Henry James: The Portrait of a Lady

VOLUME II
55. CHAPTER LV (continued)

She turned on him as if he had struck her. "Are you mad?" she cried.

"I've never been so sane; I see the whole thing. Don't think it's necessary to defend him. But I won't say another word against him; I'll speak only of you," Goodwood added quickly. "How can you pretend you're not heart-broken? You don't know what to do-- you don't know where to turn. It's too late to play a part; didn't you leave all that behind you in Rome? Touchett knew all about it, and I knew it too--what it would cost you to come here. It will have cost you your life? Say it will"--and he flared almost into anger: "give me one word of truth! When I know such a horror as that, how can I keep myself from wishing to save you? What would you think of me if I should stand still and see you go back to your reward? 'It's awful, what she'll have to pay for it!'--that's what Touchett said to me. I may tell you that, mayn't I? He was such a near relation!" cried Goodwood, making his queer grim point again. "I'd sooner have been shot than let another man say those things to me; but he was different; he seemed to me to have the right. It was after he got home--when he saw he was dying, and when I saw it too. I understand all about it: you're afraid to go back. You're perfectly alone; you don't know where to turn. You can't turn anywhere; you know that perfectly. Now it is therefore that I want you to think of ME."
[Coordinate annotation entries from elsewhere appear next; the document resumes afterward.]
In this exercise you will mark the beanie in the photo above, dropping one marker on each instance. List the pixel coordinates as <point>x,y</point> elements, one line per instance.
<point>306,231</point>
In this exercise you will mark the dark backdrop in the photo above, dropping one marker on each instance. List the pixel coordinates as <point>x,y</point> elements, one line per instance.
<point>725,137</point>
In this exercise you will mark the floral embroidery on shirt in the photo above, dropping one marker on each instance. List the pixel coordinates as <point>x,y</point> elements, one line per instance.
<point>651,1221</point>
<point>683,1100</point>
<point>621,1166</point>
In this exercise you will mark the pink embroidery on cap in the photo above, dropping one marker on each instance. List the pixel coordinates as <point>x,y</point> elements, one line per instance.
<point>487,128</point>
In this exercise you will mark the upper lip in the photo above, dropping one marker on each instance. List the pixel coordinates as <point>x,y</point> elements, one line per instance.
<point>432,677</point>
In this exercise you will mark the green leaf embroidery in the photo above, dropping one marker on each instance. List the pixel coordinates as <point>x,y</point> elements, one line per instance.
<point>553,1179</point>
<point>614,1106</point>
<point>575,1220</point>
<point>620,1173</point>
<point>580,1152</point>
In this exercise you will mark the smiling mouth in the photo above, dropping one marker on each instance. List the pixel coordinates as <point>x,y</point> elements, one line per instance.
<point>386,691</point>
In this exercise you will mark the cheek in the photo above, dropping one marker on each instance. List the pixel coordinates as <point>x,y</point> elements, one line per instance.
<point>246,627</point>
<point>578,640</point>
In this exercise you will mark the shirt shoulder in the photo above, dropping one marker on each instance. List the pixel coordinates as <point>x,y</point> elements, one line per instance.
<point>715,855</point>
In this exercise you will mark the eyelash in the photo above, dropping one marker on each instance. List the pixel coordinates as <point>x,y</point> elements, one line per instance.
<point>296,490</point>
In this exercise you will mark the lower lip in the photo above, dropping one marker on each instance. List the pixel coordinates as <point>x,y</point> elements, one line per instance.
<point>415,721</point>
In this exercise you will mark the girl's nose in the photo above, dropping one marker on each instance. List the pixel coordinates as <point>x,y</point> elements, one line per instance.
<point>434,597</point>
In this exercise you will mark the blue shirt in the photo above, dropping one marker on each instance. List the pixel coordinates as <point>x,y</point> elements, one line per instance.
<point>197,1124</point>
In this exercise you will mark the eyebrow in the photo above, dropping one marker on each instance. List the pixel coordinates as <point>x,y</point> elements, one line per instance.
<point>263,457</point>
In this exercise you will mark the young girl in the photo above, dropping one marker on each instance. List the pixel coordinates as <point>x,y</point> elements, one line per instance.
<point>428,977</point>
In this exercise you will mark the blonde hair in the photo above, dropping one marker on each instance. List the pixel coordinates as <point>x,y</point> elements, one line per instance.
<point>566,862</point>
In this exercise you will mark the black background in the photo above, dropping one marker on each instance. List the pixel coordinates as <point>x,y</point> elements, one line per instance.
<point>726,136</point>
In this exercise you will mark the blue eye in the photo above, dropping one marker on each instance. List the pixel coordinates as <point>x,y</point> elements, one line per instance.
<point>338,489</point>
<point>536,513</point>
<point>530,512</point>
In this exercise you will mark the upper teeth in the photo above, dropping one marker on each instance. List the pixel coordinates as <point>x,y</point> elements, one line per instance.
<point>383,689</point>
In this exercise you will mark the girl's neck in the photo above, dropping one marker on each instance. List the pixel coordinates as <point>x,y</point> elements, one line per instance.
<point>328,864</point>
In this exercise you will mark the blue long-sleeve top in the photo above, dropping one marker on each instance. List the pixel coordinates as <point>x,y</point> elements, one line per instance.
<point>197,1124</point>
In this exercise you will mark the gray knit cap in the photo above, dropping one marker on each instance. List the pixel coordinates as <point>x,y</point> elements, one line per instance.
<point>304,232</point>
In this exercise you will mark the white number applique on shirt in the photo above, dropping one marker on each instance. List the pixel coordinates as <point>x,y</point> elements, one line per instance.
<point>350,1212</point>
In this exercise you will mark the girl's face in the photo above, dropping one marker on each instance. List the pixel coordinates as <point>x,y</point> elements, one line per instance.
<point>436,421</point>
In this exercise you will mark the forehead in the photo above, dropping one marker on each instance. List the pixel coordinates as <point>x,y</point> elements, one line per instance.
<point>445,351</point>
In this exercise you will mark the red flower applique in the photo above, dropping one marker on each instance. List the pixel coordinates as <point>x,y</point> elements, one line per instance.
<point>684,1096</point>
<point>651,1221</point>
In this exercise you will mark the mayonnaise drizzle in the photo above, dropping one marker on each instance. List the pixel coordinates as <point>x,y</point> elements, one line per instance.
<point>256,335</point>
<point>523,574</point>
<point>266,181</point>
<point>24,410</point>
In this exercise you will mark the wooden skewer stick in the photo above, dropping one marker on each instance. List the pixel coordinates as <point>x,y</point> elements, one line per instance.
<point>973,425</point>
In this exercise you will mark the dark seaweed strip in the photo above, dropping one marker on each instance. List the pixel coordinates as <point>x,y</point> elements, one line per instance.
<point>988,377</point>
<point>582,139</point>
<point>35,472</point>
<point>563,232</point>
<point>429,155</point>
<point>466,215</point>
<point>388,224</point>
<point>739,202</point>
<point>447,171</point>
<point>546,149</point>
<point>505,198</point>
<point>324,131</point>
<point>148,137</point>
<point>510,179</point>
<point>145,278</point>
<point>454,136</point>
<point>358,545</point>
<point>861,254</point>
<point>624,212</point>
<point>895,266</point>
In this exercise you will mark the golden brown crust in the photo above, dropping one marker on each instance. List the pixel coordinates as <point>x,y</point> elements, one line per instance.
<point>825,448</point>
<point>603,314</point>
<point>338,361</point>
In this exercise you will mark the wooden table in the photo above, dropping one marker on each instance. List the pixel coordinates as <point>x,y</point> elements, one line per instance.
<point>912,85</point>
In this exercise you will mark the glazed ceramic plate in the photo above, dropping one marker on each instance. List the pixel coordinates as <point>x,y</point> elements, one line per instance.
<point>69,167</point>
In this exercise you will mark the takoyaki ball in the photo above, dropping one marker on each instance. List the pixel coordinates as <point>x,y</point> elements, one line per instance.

"To think of 'you'?" Isabel said, standing before him in the dusk. The idea of which she had caught a glimpse a few moments before now loomed large. She threw back her head a little; she stared at it as if it had been a comet in the sky.

"You don't know where to turn. Turn straight to me. I want to persuade you to trust me," Goodwood repeated. And then he paused with his shining eyes. "Why should you go back--why should you go through that ghastly form?"